I’m grateful for new voices and ideas that emerged over the last year, especially the voices of people we have traditionally marginalized. These new voices have much to teach us. As enlightened as I would like to believe I am, I need to widen my circle.
I’m grateful for increased focus on mental health. The pandemic has exasperated the struggle so many have with their mental health. People are struggling and suffering with their mental health. Getting rid of stigma around mental health is a start, so that people can do what they need to receive the care they deserve.
I’m grateful for sunrises and sunsets. I’ll admit, I give far less attention to the rising and setting of the sun than I should. Lately, I have discovered what I’ve been missing. Both sunrise and sunset are often glorious. Now, why does the sun have to set so early in the winter.

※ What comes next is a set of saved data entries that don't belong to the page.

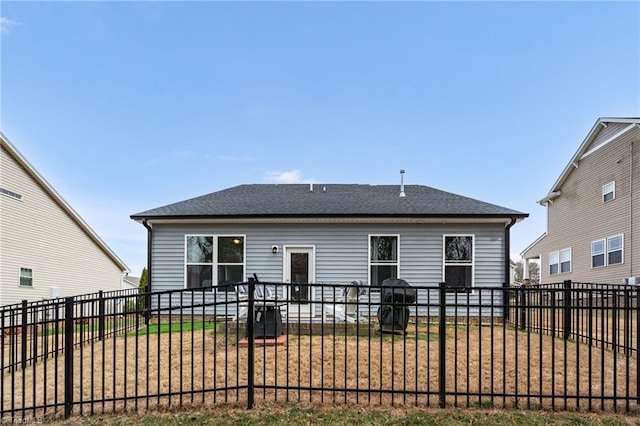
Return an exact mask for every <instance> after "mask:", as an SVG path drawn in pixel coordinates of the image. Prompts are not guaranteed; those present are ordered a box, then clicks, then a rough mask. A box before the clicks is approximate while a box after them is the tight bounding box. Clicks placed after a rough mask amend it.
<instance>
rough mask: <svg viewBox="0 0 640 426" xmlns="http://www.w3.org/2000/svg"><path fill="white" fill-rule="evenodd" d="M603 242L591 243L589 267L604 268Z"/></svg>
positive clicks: (599, 240)
mask: <svg viewBox="0 0 640 426" xmlns="http://www.w3.org/2000/svg"><path fill="white" fill-rule="evenodd" d="M605 244H606V243H605V240H598V241H594V242H592V243H591V267H592V268H597V267H598V266H604V265H605V264H606V263H605V256H604V251H605V250H604V247H605Z"/></svg>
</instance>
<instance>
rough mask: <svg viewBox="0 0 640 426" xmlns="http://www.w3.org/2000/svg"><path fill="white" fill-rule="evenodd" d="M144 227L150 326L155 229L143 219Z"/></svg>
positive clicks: (148, 315)
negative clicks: (146, 264) (151, 285)
mask: <svg viewBox="0 0 640 426" xmlns="http://www.w3.org/2000/svg"><path fill="white" fill-rule="evenodd" d="M142 225H143V226H144V227H145V228H147V288H146V290H147V291H146V295H145V301H144V306H145V316H144V317H145V323H146V325H147V326H148V325H149V321H150V319H151V276H152V274H151V247H152V242H153V228H151V226H149V224H148V223H147V219H142Z"/></svg>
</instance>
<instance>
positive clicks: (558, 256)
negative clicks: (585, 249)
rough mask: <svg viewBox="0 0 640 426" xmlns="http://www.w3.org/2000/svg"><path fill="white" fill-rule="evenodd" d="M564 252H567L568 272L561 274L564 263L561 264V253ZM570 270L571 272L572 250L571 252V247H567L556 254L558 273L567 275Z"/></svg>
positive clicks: (572, 261) (562, 273)
mask: <svg viewBox="0 0 640 426" xmlns="http://www.w3.org/2000/svg"><path fill="white" fill-rule="evenodd" d="M566 251H569V270H568V271H565V272H562V264H563V263H564V262H562V252H566ZM572 270H573V250H571V247H567V248H565V249H562V250H560V251H559V252H558V273H560V274H569V273H571V271H572Z"/></svg>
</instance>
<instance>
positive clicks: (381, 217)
mask: <svg viewBox="0 0 640 426" xmlns="http://www.w3.org/2000/svg"><path fill="white" fill-rule="evenodd" d="M522 220H523V219H522V218H518V219H517V221H518V222H520V221H522ZM147 223H148V224H149V225H151V226H153V224H185V223H186V224H214V223H224V224H242V223H251V224H255V223H259V224H271V223H292V224H305V223H350V224H352V223H413V224H441V225H446V224H460V223H481V224H485V223H502V224H505V225H507V224H509V223H511V218H510V217H495V218H493V217H482V218H470V217H462V218H455V217H454V218H452V217H440V218H438V217H424V218H423V217H334V218H332V217H326V218H325V217H313V218H311V217H310V218H305V217H265V218H260V217H251V218H171V219H162V218H158V219H153V218H148V219H147Z"/></svg>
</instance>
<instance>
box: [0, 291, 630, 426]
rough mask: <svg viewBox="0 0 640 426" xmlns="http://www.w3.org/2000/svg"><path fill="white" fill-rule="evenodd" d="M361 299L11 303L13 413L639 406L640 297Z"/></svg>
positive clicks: (150, 296) (260, 293)
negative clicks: (307, 408) (281, 404)
mask: <svg viewBox="0 0 640 426" xmlns="http://www.w3.org/2000/svg"><path fill="white" fill-rule="evenodd" d="M265 286H266V287H267V288H271V289H272V291H271V294H268V293H269V292H266V293H267V294H265V291H264V287H265ZM256 287H257V288H258V290H260V288H261V287H262V289H263V291H258V292H257V293H256V292H255V289H256ZM361 290H363V289H362V288H357V289H356V290H355V293H354V290H353V287H352V286H351V285H338V284H307V285H300V284H282V283H271V284H269V283H254V282H251V283H247V284H246V293H244V294H242V293H240V294H236V293H235V292H229V291H225V292H222V291H219V292H216V291H212V290H211V289H195V290H176V291H166V292H154V293H151V294H143V295H137V294H135V295H134V294H123V295H108V296H105V294H102V295H101V296H100V295H97V296H92V297H86V298H66V299H64V300H58V301H52V302H49V303H51V307H50V308H49V309H50V310H49V314H46V315H45V311H44V310H43V305H45V302H38V303H36V304H29V303H24V304H21V305H19V308H18V307H17V306H13V307H8V308H7V310H6V311H5V310H0V319H1V320H2V323H0V324H1V325H2V332H3V335H5V330H12V332H9V333H8V334H7V335H8V336H9V337H8V338H6V335H5V339H4V342H3V345H2V348H1V349H0V354H1V355H2V357H1V360H0V395H2V397H1V398H0V417H1V418H2V419H3V421H8V420H12V421H16V419H17V420H19V421H29V420H38V419H54V418H62V417H65V418H66V417H69V416H71V415H74V414H79V415H94V414H102V413H110V412H129V411H135V412H147V411H149V410H156V409H162V408H166V407H190V406H195V407H207V406H217V405H230V406H243V407H247V408H252V407H254V405H255V404H256V403H258V402H262V403H264V404H271V403H281V402H289V403H296V404H299V405H312V406H315V405H323V404H331V405H332V406H333V405H336V404H365V405H368V406H385V407H386V406H394V405H401V406H409V405H411V406H419V407H449V406H458V407H481V408H498V407H505V408H518V409H523V408H524V409H562V410H574V409H575V410H622V411H626V412H629V411H636V410H637V409H638V401H639V400H640V395H639V394H638V384H639V383H640V365H639V361H638V357H637V346H638V345H637V343H638V340H637V336H638V334H637V331H638V329H639V327H638V321H639V318H638V315H637V303H636V300H637V291H636V290H635V289H631V288H620V289H618V288H606V289H605V288H597V287H593V288H580V289H575V290H573V289H569V288H566V287H565V286H564V284H563V286H562V287H561V288H546V289H544V290H542V289H535V288H504V287H503V286H497V287H486V288H474V289H472V290H470V291H469V292H459V291H456V292H449V291H448V290H447V288H446V285H445V284H444V283H442V284H440V285H439V286H430V287H417V286H413V287H403V288H395V289H393V290H392V291H391V296H388V293H389V292H388V291H387V292H386V291H385V290H386V289H385V288H381V289H377V288H376V289H374V288H369V287H368V288H366V290H367V291H366V293H365V294H361V293H362V291H361ZM301 291H302V293H304V294H305V295H307V296H309V297H308V299H309V300H308V301H305V297H303V296H301ZM543 291H544V292H546V293H543ZM561 292H562V296H560V293H561ZM585 292H586V293H585ZM256 294H257V295H258V296H259V297H258V298H256ZM354 294H355V295H356V296H355V298H354V297H353V296H354ZM585 294H586V298H585V297H584V296H585ZM627 296H628V297H630V298H631V299H630V300H627V299H626V297H627ZM560 297H562V299H560ZM612 298H613V299H612ZM605 299H606V303H605ZM568 300H571V303H568V302H567V301H568ZM578 301H580V303H578ZM56 304H57V305H56ZM101 305H104V306H105V309H104V310H101ZM47 306H49V305H47ZM108 306H111V308H112V309H111V310H109V311H108V312H107V307H108ZM125 307H128V308H126V309H125ZM567 318H571V324H570V326H569V327H568V328H567V326H568V325H569V322H568V321H567ZM558 324H561V325H562V327H560V326H558ZM603 324H604V325H603ZM16 329H21V332H20V333H16V334H14V330H16ZM568 329H569V330H570V331H569V332H567V330H568ZM47 330H48V331H47ZM96 330H97V331H96ZM382 330H385V331H384V332H383V331H382ZM605 330H606V331H605ZM620 330H622V331H620ZM607 333H608V334H607ZM25 335H27V336H28V337H27V338H26V339H25ZM44 336H46V337H44ZM34 341H37V342H38V343H37V344H36V343H32V342H34ZM55 342H58V343H55ZM33 345H36V346H34V348H35V349H29V350H28V351H27V352H26V355H25V351H24V347H25V346H33ZM56 345H58V346H56ZM44 348H46V349H44ZM18 354H19V355H18ZM23 355H25V356H24V357H23ZM25 359H26V361H24V360H25Z"/></svg>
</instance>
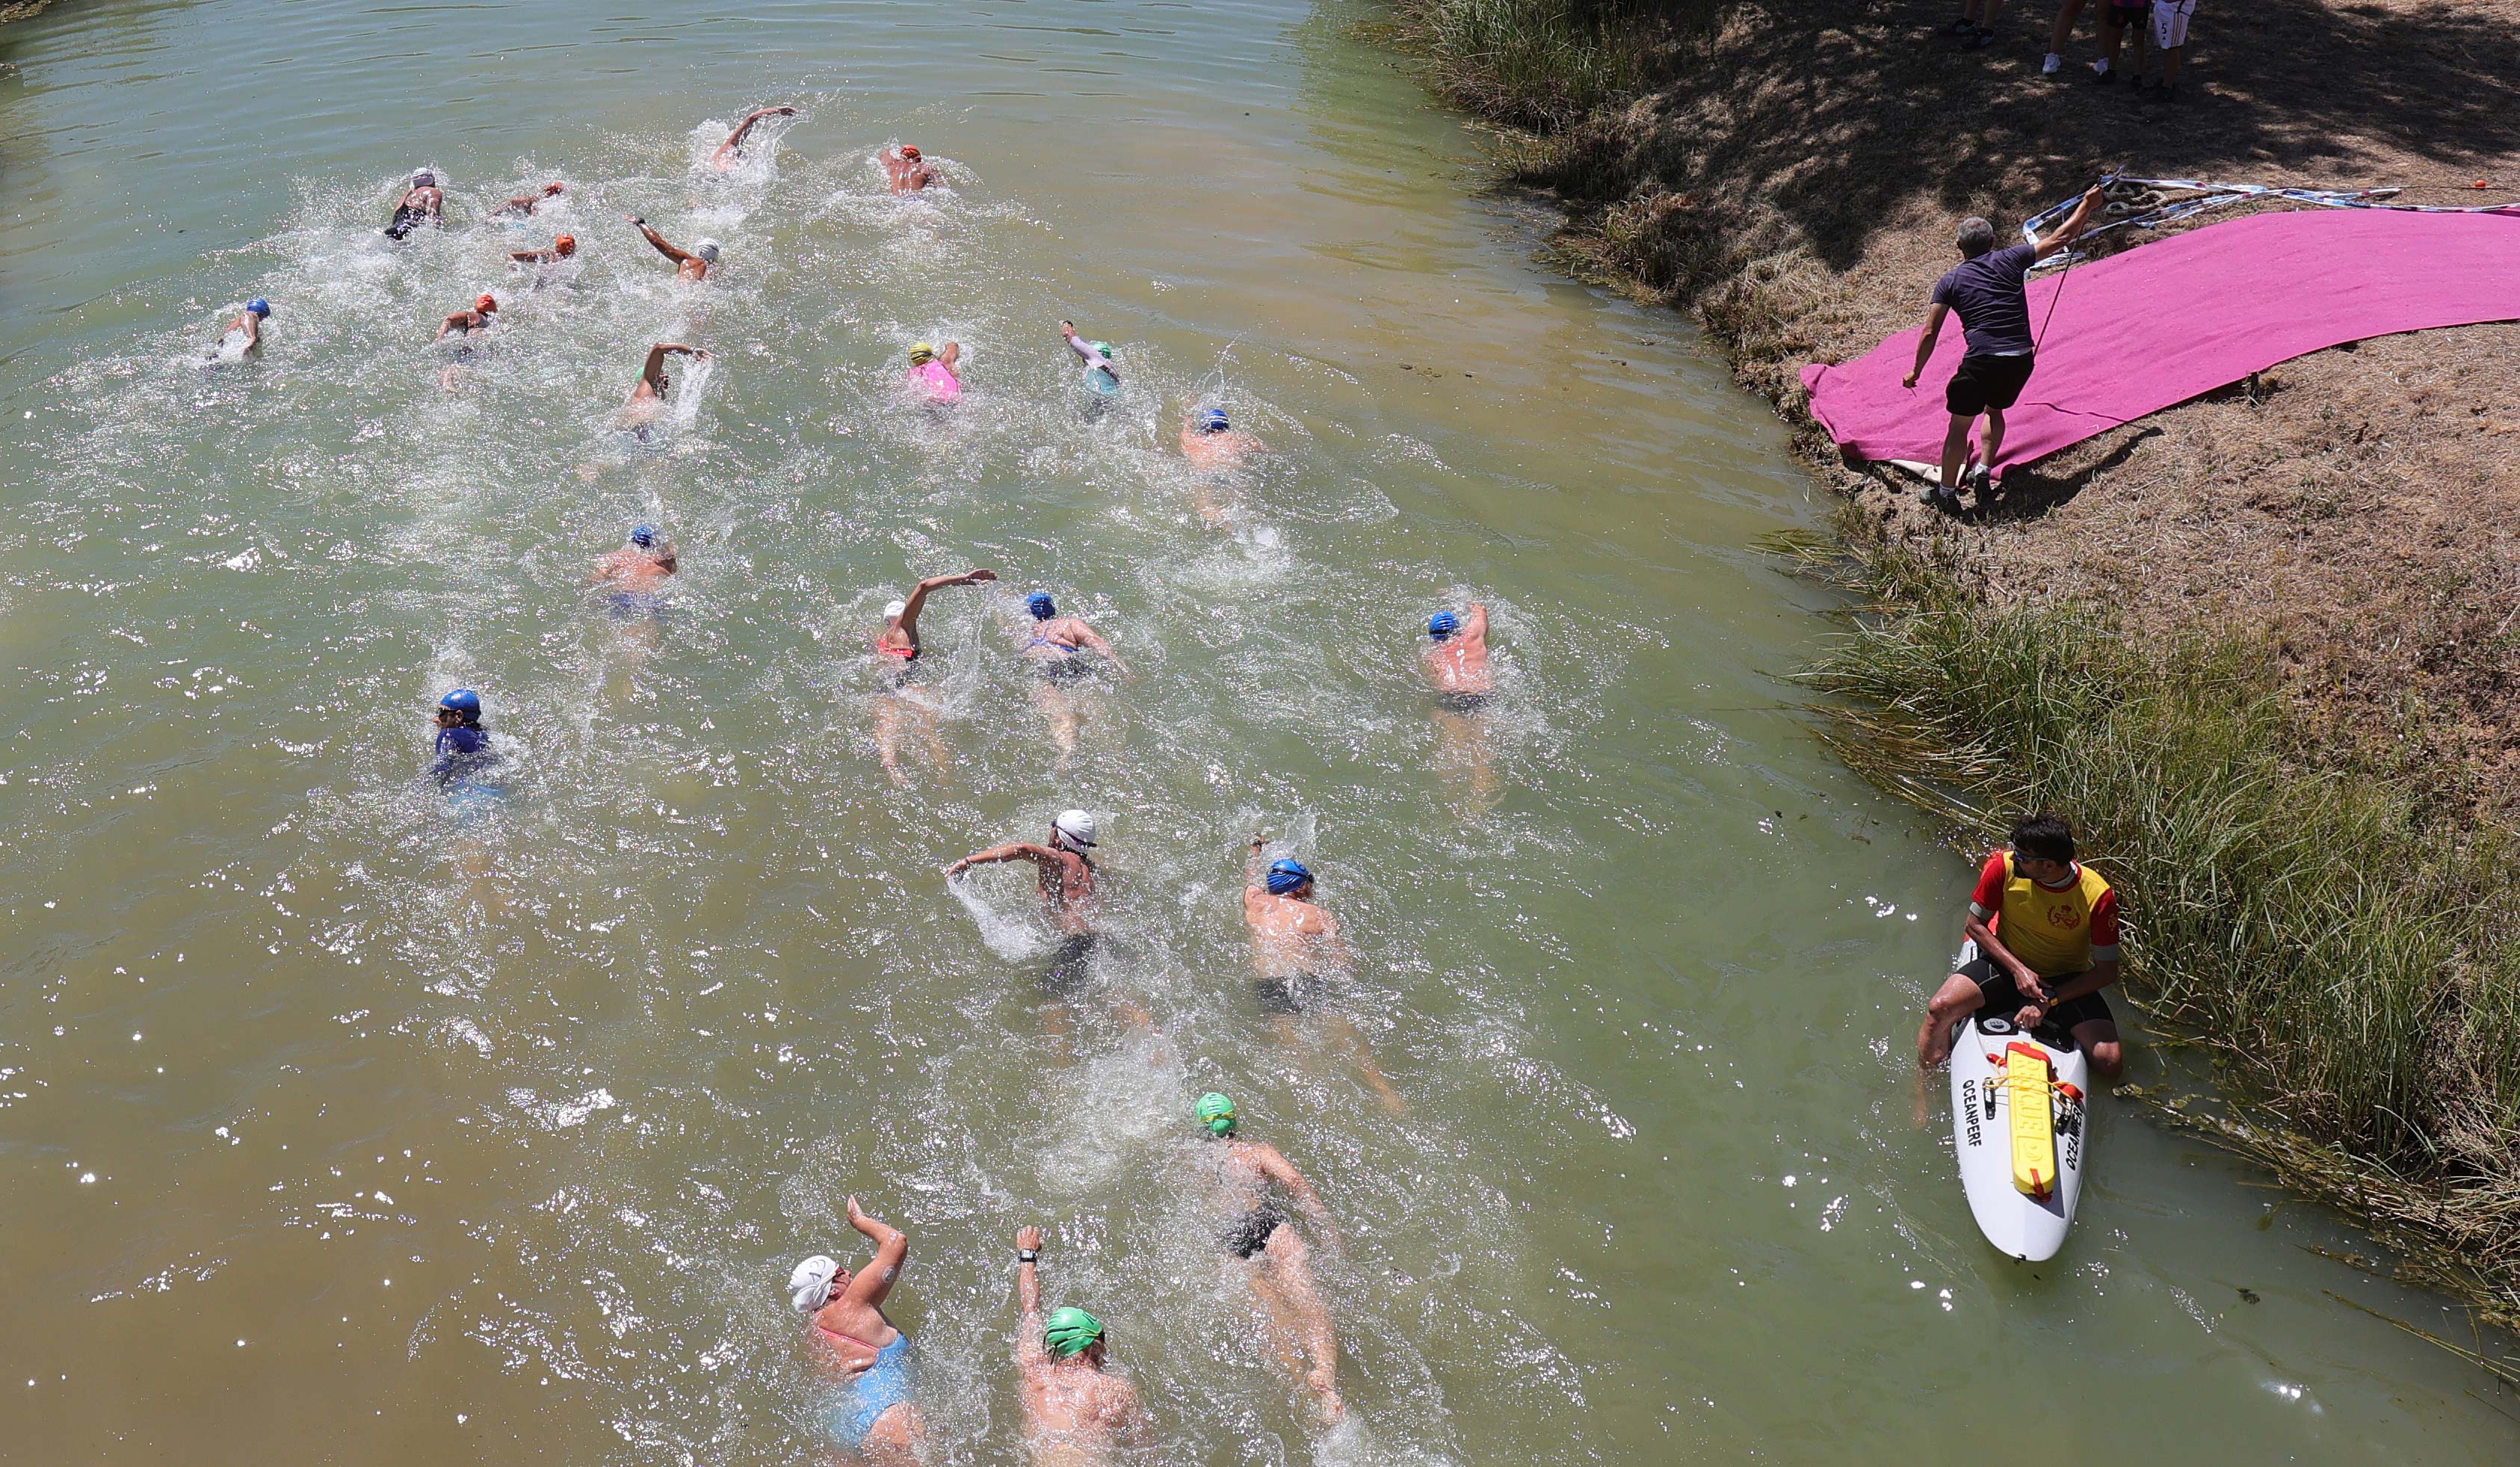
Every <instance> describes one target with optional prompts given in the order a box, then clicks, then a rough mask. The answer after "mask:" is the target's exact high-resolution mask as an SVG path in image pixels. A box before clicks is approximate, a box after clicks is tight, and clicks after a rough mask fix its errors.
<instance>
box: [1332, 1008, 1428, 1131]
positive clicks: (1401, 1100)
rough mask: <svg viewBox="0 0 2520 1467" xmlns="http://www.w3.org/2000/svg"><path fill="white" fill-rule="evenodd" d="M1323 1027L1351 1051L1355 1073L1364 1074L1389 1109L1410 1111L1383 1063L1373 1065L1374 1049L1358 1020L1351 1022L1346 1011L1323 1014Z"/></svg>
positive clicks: (1399, 1112) (1393, 1110)
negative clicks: (1385, 1070)
mask: <svg viewBox="0 0 2520 1467" xmlns="http://www.w3.org/2000/svg"><path fill="white" fill-rule="evenodd" d="M1320 1028H1323V1033H1328V1036H1331V1044H1336V1046H1338V1049H1343V1051H1346V1054H1348V1061H1351V1064H1353V1066H1356V1074H1361V1076H1363V1081H1366V1086H1368V1089H1373V1094H1378V1096H1381V1099H1383V1109H1386V1112H1391V1114H1396V1117H1404V1114H1409V1102H1406V1099H1404V1096H1401V1091H1396V1089H1391V1076H1386V1074H1383V1071H1381V1066H1376V1064H1373V1051H1371V1049H1366V1036H1363V1033H1356V1023H1351V1021H1348V1016H1346V1013H1323V1016H1320Z"/></svg>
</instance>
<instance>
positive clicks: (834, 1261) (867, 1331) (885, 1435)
mask: <svg viewBox="0 0 2520 1467" xmlns="http://www.w3.org/2000/svg"><path fill="white" fill-rule="evenodd" d="M849 1228H857V1230H859V1233H864V1235H867V1238H872V1240H874V1263H869V1265H867V1268H864V1270H862V1273H854V1275H852V1273H849V1270H847V1268H842V1265H839V1263H837V1260H832V1258H824V1255H814V1258H806V1260H804V1263H799V1265H796V1270H794V1273H789V1303H791V1306H796V1311H799V1313H811V1316H814V1333H816V1336H819V1338H822V1343H824V1346H829V1349H832V1356H834V1359H837V1364H839V1371H842V1376H844V1381H847V1389H844V1391H842V1394H839V1399H837V1401H832V1404H829V1407H827V1409H824V1412H822V1424H824V1429H827V1432H829V1434H832V1439H834V1442H837V1444H839V1449H842V1452H854V1454H857V1457H862V1459H867V1462H874V1464H895V1462H900V1464H905V1467H907V1464H912V1462H917V1459H920V1444H922V1439H925V1437H927V1422H925V1417H920V1404H917V1401H912V1399H910V1336H907V1333H902V1331H900V1328H895V1326H892V1321H890V1318H885V1296H890V1293H892V1286H895V1283H897V1280H900V1278H902V1260H907V1258H910V1238H907V1235H905V1233H902V1230H900V1228H892V1225H887V1222H877V1220H874V1217H867V1212H864V1210H859V1205H857V1197H849Z"/></svg>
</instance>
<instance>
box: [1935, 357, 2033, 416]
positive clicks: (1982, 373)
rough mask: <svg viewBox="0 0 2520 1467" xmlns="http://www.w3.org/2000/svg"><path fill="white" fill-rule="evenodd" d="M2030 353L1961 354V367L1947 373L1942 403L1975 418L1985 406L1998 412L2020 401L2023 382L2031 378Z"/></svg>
mask: <svg viewBox="0 0 2520 1467" xmlns="http://www.w3.org/2000/svg"><path fill="white" fill-rule="evenodd" d="M2034 360H2039V358H2034V355H2031V353H2021V355H1963V358H1961V371H1956V373H1950V386H1948V388H1943V406H1945V408H1950V411H1953V416H1961V418H1976V416H1978V413H1983V411H1986V408H1996V411H1998V413H2001V411H2003V408H2008V406H2013V403H2019V401H2021V388H2024V383H2029V381H2031V363H2034Z"/></svg>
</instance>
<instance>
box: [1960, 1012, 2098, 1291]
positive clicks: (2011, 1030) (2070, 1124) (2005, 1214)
mask: <svg viewBox="0 0 2520 1467" xmlns="http://www.w3.org/2000/svg"><path fill="white" fill-rule="evenodd" d="M2039 1061H2044V1064H2046V1071H2049V1074H2046V1076H2044V1084H2039V1081H2024V1084H2016V1079H2013V1076H2016V1071H2024V1074H2036V1064H2039ZM2016 1094H2026V1096H2031V1104H2044V1107H2046V1112H2049V1142H2051V1149H2049V1152H2039V1149H2036V1142H2031V1144H2029V1147H2024V1152H2026V1157H2024V1162H2026V1165H2021V1167H2019V1170H2016V1154H2013V1152H2016V1137H2013V1102H2016ZM2089 1094H2092V1084H2089V1061H2087V1059H2084V1054H2082V1051H2079V1049H2074V1046H2071V1041H2066V1046H2064V1049H2056V1046H2051V1044H2046V1041H2041V1038H2034V1036H2029V1033H2021V1031H2016V1028H2013V1026H2011V1021H2008V1018H1998V1016H1991V1013H1971V1016H1968V1018H1966V1021H1961V1036H1958V1038H1953V1044H1950V1137H1953V1149H1956V1152H1958V1157H1961V1190H1963V1192H1968V1210H1971V1212H1973V1215H1976V1217H1978V1233H1986V1240H1988V1243H1993V1245H1996V1248H1998V1250H2003V1253H2008V1255H2013V1258H2021V1260H2026V1263H2039V1260H2044V1258H2056V1250H2059V1248H2064V1235H2066V1230H2069V1228H2071V1225H2074V1202H2076V1200H2079V1197H2082V1167H2084V1159H2087V1154H2084V1139H2087V1129H2089ZM2046 1157H2051V1165H2031V1162H2041V1159H2046ZM2049 1172H2051V1175H2049Z"/></svg>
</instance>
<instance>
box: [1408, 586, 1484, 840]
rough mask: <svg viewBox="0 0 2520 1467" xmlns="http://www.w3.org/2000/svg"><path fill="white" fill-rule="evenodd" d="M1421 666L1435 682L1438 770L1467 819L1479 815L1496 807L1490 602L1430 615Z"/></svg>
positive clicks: (1437, 768)
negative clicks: (1464, 618) (1490, 665)
mask: <svg viewBox="0 0 2520 1467" xmlns="http://www.w3.org/2000/svg"><path fill="white" fill-rule="evenodd" d="M1426 635H1431V638H1434V645H1431V648H1426V653H1424V658H1421V668H1424V673H1426V681H1429V683H1434V691H1436V693H1434V701H1436V711H1434V739H1436V761H1434V766H1436V774H1439V776H1441V779H1444V784H1446V786H1449V789H1452V802H1454V809H1457V812H1459V814H1462V819H1479V817H1484V814H1487V812H1489V809H1494V807H1497V791H1499V786H1497V751H1494V736H1492V731H1489V726H1487V723H1489V721H1487V716H1484V713H1482V711H1484V708H1489V706H1492V703H1494V698H1497V691H1494V678H1492V676H1489V670H1487V607H1484V605H1472V607H1469V618H1467V620H1464V618H1459V615H1454V613H1449V610H1441V613H1434V615H1431V618H1426Z"/></svg>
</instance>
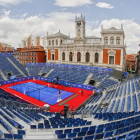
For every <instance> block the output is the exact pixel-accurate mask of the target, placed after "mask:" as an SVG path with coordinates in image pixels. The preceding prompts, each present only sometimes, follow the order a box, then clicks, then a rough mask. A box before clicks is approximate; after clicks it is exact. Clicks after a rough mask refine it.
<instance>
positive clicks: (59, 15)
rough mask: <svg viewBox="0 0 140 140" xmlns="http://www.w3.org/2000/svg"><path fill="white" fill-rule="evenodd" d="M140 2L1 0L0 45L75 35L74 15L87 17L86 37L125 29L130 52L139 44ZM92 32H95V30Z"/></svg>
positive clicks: (137, 45)
mask: <svg viewBox="0 0 140 140" xmlns="http://www.w3.org/2000/svg"><path fill="white" fill-rule="evenodd" d="M139 7H140V0H0V42H4V43H8V44H11V45H12V46H14V47H15V48H17V47H18V46H19V44H20V42H21V39H23V38H24V37H28V36H29V35H31V34H32V35H33V36H41V37H42V36H45V35H46V34H47V31H48V32H49V34H53V33H55V32H58V31H59V29H60V31H61V32H62V33H64V34H66V35H68V34H69V33H70V35H71V37H74V36H75V24H74V20H75V15H80V14H83V15H84V16H85V17H86V35H87V36H91V35H95V36H97V37H100V27H101V24H102V25H103V27H104V28H106V29H108V28H110V27H113V26H114V27H116V28H121V24H123V26H124V31H125V41H126V45H127V53H137V51H138V50H139V48H140V47H139V44H140V15H139V13H140V8H139ZM92 29H93V31H92Z"/></svg>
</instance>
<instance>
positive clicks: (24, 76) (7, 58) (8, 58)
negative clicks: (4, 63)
mask: <svg viewBox="0 0 140 140" xmlns="http://www.w3.org/2000/svg"><path fill="white" fill-rule="evenodd" d="M6 58H7V59H8V61H9V62H10V63H11V64H12V65H13V66H14V67H15V68H16V69H17V70H18V71H19V72H20V73H21V74H22V75H23V76H24V77H26V75H25V74H24V73H23V71H22V70H20V69H19V68H18V67H17V66H16V64H15V63H14V62H13V61H12V60H11V59H10V58H8V57H6Z"/></svg>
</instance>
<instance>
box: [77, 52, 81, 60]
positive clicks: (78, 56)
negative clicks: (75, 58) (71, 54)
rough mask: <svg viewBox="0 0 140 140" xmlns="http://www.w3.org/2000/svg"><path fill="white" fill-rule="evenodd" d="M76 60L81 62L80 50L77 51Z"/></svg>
mask: <svg viewBox="0 0 140 140" xmlns="http://www.w3.org/2000/svg"><path fill="white" fill-rule="evenodd" d="M77 62H81V53H80V52H78V53H77Z"/></svg>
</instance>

I’m grateful for travel. Never again will I complain about traveling. I’ve always enjoyed travel, rather for work or fun (or a mixture of both). As a 7, it gives me new places and new experiences, along with the feeling of looking forward to something new and different. This time has given me new appreciation for the gift of being able to experience all kinds of different places. I also miss the Oatmeal at every Hampton Inn breakfast buffet. I’m sad that future generations will have no idea or memory of a buffet.
I’m grateful for family. We made the difficult decision not to travel to be with our larger family this Thanksgiving. I guess in the midst of a pandemic, it shouldn’t be that difficult of a decision. Absence makes the heart grow fonder. We will appreciate the next time we are together all that much more.
That being said, I am grateful for technology. Zoom family thanksgiving anyone? As we struggle to stay connected, think about how dire the struggle would be without technology.
Bonus: I’m grateful for pie. Some people like cake better, some people like pie better. Give me pie any day of the week and twice on Sunday. Thanksgiving is special because it means pie. Let’s eat.